I ordered oysters, anticipating a platter of Louisiana’s finest, only to learn that the oysters had actually been brought in from Texas. Then Cindy ordered chicken. As much as she loved Louisiana seafood, she said, she wasn’t going to eat it on a regular basis until she could be more confident that there weren’t any lingering health risks from the oil spill.

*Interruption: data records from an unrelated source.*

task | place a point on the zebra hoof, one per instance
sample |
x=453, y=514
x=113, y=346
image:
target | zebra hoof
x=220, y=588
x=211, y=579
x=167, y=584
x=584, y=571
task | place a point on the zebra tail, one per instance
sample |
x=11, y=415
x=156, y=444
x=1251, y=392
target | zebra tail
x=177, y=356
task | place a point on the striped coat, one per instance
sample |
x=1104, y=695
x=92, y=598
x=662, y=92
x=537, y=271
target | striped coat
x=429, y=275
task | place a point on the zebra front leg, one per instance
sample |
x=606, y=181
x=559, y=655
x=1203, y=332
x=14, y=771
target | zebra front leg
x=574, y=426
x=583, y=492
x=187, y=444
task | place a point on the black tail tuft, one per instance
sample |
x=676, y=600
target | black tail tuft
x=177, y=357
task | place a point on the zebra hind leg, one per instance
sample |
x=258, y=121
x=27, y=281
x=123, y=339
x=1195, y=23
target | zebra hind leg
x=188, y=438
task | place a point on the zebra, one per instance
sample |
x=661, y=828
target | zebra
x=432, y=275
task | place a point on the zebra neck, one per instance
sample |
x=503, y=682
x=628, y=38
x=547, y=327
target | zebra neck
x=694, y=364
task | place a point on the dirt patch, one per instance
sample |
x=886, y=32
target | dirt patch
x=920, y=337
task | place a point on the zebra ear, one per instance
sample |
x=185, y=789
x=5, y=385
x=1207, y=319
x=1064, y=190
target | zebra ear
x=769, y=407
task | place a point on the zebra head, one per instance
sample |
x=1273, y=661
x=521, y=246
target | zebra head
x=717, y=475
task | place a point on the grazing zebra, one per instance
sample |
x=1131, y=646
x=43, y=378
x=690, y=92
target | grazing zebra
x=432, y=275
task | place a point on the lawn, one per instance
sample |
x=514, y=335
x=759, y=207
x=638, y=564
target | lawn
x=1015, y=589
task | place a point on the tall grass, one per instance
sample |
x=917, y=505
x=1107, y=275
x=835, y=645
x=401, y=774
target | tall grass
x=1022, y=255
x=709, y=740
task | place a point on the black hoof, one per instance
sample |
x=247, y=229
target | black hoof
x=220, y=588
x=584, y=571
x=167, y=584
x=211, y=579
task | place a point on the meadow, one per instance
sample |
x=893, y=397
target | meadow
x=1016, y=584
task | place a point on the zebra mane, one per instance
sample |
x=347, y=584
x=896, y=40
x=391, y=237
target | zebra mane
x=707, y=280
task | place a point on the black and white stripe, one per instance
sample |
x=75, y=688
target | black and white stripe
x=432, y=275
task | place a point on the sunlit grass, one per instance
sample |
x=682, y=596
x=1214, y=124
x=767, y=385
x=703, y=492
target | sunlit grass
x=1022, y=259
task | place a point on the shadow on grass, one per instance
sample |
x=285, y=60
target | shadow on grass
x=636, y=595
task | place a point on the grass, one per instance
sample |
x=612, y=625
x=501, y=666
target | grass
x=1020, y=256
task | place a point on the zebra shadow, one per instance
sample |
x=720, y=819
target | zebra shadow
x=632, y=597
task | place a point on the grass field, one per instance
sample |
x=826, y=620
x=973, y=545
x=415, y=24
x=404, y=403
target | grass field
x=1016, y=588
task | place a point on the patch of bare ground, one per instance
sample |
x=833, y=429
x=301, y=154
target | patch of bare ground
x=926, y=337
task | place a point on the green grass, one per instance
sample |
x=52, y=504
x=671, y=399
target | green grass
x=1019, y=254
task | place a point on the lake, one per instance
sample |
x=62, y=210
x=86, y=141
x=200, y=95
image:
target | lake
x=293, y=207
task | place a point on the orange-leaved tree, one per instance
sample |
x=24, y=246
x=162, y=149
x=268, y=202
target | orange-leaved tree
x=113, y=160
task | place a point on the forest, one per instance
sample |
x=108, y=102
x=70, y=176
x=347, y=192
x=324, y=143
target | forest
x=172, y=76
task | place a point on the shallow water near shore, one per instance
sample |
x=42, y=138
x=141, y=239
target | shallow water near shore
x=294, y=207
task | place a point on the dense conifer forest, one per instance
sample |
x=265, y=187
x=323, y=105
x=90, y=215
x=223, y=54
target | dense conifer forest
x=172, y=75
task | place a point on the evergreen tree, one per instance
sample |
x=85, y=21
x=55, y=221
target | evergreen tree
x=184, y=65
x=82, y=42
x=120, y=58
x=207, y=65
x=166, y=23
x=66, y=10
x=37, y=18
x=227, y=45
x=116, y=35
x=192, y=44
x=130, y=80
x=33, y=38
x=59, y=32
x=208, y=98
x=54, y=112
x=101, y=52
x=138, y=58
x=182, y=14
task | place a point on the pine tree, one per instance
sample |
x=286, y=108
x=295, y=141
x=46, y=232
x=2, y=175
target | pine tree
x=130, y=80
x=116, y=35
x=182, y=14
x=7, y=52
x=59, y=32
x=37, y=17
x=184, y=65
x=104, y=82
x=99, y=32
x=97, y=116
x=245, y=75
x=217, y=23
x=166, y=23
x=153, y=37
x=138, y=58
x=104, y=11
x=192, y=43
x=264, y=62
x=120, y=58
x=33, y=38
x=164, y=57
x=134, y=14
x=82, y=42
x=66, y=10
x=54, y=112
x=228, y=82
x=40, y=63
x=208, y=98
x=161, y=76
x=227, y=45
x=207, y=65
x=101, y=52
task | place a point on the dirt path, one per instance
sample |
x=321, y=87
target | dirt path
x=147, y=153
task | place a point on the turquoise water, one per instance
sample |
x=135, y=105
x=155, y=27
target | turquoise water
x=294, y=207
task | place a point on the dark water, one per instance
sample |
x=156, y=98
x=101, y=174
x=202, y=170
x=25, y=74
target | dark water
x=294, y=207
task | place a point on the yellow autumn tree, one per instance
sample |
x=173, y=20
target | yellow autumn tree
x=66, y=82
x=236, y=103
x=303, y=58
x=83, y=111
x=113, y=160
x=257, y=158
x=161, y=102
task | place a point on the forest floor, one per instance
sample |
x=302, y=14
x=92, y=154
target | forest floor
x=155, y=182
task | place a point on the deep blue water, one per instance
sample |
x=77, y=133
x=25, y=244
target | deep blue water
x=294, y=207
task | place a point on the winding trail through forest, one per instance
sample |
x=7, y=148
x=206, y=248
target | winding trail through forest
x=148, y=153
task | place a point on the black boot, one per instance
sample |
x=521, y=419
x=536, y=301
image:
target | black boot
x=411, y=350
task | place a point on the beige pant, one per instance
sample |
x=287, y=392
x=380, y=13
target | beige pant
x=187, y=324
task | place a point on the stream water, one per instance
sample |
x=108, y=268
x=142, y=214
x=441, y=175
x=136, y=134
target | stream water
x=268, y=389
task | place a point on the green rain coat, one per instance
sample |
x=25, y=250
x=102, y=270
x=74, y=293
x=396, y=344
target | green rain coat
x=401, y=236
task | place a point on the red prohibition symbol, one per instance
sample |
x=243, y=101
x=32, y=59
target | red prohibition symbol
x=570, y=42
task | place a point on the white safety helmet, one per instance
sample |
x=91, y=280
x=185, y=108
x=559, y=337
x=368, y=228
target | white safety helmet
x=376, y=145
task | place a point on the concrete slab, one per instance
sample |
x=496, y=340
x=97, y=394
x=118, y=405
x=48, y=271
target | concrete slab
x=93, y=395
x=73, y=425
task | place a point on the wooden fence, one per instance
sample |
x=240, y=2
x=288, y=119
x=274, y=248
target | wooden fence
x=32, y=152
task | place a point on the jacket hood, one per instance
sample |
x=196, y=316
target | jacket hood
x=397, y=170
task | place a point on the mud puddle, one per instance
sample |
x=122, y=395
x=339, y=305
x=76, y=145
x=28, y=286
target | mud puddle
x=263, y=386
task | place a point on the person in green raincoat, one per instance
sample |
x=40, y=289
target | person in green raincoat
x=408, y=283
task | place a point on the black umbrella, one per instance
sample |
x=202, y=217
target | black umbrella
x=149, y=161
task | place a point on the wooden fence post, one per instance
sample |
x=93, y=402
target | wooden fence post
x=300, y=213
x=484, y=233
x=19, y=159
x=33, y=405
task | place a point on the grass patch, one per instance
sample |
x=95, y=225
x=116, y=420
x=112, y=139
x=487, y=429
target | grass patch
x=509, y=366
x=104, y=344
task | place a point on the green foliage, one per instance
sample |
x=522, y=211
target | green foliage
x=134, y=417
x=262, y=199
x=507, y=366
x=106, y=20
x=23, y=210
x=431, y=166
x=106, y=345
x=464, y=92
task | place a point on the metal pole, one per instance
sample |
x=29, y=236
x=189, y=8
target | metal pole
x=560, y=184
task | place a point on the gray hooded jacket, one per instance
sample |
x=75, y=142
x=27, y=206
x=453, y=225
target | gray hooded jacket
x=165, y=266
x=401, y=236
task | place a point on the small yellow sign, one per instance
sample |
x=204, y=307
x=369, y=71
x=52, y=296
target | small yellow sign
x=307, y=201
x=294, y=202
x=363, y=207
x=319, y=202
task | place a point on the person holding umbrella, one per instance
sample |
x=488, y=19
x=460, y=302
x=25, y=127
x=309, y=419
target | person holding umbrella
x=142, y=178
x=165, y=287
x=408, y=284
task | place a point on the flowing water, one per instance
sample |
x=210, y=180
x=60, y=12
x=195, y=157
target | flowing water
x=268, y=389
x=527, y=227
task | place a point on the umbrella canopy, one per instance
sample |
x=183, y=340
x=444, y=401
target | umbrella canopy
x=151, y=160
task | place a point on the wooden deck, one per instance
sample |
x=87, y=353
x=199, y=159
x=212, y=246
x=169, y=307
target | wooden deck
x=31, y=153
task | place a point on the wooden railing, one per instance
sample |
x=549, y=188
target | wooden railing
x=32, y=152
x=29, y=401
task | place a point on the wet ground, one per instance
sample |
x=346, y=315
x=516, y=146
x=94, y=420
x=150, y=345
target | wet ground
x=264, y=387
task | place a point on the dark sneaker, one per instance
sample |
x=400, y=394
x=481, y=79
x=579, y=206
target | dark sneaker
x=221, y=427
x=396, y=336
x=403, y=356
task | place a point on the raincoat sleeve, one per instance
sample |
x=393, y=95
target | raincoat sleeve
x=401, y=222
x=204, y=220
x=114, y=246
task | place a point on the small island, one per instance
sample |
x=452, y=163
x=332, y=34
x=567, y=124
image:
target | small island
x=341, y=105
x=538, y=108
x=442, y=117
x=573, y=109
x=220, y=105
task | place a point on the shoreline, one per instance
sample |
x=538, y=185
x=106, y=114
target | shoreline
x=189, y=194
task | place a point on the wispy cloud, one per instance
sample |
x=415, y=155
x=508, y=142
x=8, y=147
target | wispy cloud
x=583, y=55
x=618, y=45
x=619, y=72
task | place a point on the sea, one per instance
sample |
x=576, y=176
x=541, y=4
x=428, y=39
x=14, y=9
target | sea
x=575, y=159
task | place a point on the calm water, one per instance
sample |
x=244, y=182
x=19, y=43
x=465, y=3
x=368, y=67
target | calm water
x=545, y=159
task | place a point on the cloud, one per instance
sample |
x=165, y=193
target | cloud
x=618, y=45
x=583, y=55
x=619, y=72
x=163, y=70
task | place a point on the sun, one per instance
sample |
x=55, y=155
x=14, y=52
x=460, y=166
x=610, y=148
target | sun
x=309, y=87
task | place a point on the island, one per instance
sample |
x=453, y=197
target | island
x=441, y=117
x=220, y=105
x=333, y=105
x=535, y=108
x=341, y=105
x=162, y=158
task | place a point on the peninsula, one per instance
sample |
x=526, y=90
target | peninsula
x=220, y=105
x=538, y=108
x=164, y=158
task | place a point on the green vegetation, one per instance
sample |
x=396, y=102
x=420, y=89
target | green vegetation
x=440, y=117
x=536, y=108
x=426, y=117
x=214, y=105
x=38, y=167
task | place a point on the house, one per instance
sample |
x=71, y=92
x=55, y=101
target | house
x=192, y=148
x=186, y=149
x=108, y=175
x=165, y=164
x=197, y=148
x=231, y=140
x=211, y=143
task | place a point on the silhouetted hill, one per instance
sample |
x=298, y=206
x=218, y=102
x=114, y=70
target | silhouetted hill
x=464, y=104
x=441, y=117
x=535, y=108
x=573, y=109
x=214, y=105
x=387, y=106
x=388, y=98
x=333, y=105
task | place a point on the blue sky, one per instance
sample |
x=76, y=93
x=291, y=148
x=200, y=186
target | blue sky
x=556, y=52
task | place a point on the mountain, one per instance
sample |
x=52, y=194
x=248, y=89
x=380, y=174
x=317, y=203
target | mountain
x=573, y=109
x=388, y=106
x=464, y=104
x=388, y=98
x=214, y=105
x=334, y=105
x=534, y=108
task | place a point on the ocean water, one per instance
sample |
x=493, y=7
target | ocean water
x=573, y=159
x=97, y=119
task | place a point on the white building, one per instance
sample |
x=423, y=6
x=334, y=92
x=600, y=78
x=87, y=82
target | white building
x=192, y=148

I realized then and there that long-term restoration of the Gulf of Mexico was about far more than just cleaning up the oil. It also had to be about rebuilding the oyster, shrimp and other Gulf fisheries, and about restoring people’s confidence that they could once again count on the Gulf to provide safe food, good jobs and other benefits of nature.
My fellow Gulf experts agree. Our report lays out three overarching priorities for restoring the Gulf of Mexico:
- Assess and repair damage from the Deepwater Horizon spill and other stresses on the Gulf;
- Protect existing habitats and populations; and
- Integrate sustainable human use with ecological processes in the Gulf of Mexico.